Most people know Dalton Trumbo as a screenwriter and as victim of McCarthy’s witch-hunting in the early 1950s’ he was one of the Hollywood Ten. But Dalton also claims credit as director of one of the most powerful anti-war films I have seen, Johnny Got His Gun, his sole directing effort. The inventive black-and white and color movie is adapted from Dalton’s classic novel of the same title, published in the 1930s.
I recently revisited Trumbo’s book and film and found both works to be haunting and relevant. The movie is almost surreal and experimental, heavily relying on subjective voice-over narration.
A truly touching and devastating tale, Johnny Got His Gun centers on one war veteran, who’s physically and metaphorically imprisoned inside his own war-ravaged body, with no arms, no legs and a face covered by a big mask.
In the present sequences, Timothy Buttons is a wounded, battered man stripped of his sight, his limbs, and his voice. What’s left (at least for a while) is his struggling spirit and inner voice that only we, the viewers, hear.
The film boasts a superlative cast, headed by Timothy Bottoms, Jason Robards as his father, and Donald Sutherland as a Christ figure.
Bottoms plays Joe Bonham, a young, ordinary American soldier who’s hit by an artillery shell on the last day of World War I. Sent to the hospital, he is a quadruple amputee, having lost his eyes, ears, mouth and nose. He remains conscious and able to reason, however, rendering him a prisoner in his own body. He tries to communicate to his doctors, via Morse code.
Joe’s wish is to be allowed to die, or put in a carnival as a freak show, to demonstrate to other the true horrors of war. In the end, however, he realizes that the Army will grant neither wish, and will simply leave him in a state of living death.
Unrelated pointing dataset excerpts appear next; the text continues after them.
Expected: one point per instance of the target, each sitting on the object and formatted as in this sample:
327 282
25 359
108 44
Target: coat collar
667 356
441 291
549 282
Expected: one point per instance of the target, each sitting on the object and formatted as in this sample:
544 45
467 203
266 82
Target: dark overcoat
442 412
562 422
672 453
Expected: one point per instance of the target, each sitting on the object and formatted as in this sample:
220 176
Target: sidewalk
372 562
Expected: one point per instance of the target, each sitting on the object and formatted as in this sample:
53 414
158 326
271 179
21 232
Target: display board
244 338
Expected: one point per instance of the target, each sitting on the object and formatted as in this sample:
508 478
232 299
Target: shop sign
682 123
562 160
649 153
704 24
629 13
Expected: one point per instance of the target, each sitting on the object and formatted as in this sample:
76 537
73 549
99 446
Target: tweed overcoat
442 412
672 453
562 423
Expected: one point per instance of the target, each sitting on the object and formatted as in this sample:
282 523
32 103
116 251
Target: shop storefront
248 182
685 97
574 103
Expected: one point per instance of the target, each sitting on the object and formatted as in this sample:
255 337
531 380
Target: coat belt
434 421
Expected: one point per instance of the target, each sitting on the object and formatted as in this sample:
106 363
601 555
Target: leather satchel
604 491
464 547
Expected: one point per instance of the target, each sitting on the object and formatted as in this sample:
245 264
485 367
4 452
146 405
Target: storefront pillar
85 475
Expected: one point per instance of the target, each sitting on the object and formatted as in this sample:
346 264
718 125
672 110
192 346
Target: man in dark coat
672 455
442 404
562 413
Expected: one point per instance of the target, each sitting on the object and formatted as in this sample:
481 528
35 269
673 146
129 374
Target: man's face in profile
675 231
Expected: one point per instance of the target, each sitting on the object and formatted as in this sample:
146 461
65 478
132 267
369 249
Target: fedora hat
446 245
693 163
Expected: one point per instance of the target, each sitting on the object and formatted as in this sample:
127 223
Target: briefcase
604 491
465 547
The narrative alternates between scenes of reality, which are in black and white, while he is confined to the hospital bed, and fantasy sequences, shown in color, as he recollects episodes from his old, healthy civilian life.
We get to meet his shy girlfriend (Kathy Fields) and observe what would become the first and only time they make love.
Other characters include a young nurse (Diane Varsi), who senses his plight and tries to help him die against the wishes of his supervisors.
Interestingly, for Trumbo, the movie was not a message work, an anti-war film, but rather a stream-of-consciousness journey into Joe’s troubled as he wanders between past and present.
The film won the Special Jury Prize at the 1971 Cannes Film Festival, as well as the FIPRESCI award.
Cast
Don ‘Red’ Barry – Jody Simmons (as Donald Barry)
Timothy Bottoms – Joe Bonham
Craig Bovia – Little Guy
Peter Brocco – Ancient Prelate
Judy Howard Chaikin – Bakery Girl
Kendell Clarke – Hospital Offical
Eric Christmas – Corporal Timlon
Dalton Trumbo – Orator (as Robert Cole)
Maurice Dallimore – British Colonel
Robert Easton – Third Doctor
Kathy Fields – Kareen
Larry Fleischman – Russ
Eduard Franz – General Tillery
Anthony Geary – Redhead (as Tony Geary)
Ed Gilbert – Priest (as Edmund Gilbert)
End Note
The musicvideo for Metallica’s 1988 song “One” includes clips and dialogue from the film.